PowerShell scripts to find, collect, and assist in the upload of .PST files to Microsoft 365.
Developed by: Appleoddity
PSTCollector automates the discovery, collection, and migration of Outlook PST files from domain-joined workstations and network file shares to Microsoft 365 Exchange Online.

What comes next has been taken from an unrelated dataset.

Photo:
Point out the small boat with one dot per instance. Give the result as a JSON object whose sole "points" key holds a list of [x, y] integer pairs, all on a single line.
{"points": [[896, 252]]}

The tool generates a CSV mapping file compatible with the Microsoft 365 PST Import Service.
- Windows 7 or newer on all target systems
- PowerShell 5.0+ on the CollectorMaster system
- Domain-joined computers
- Domain Admin (or equivalent) privileges for CollectorMaster
- PsExec from Sysinternals
- Active Directory users must have accurate email addresses matching their Microsoft 365 accounts
| Component | Description |
|---|---|
CollectorMaster.ps1 |
Central orchestration script run from an admin workstation |
CollectorAgent.ps1 |
Agent pushed to workstations to scan, collect, and remove PST files |
unloadPST.vbs |
VBScript to remove PST files from Outlook before deletion |
Before starting collection, deploy Group Policy to:
- Disable PST file creation - Prevents new PSTs during migration
- Disable PST file growth - Prevents additions to existing PSTs
Users can still remove items from PSTs, so notify them in advance to clean up before collection.
Scripts Share (read-only for domain):
\\server\PSTCollector\
├── CollectorAgent.ps1
├── CollectorMaster.ps1
└── psexec.exe
Collection Share with special permissions:
- Share Permissions: Everyone → Full Control
- NTFS Permissions:
- Administrators, SYSTEM → Full Control (This folder, subfolders, files)
- CREATOR OWNER → Full Control (Subfolders and files only)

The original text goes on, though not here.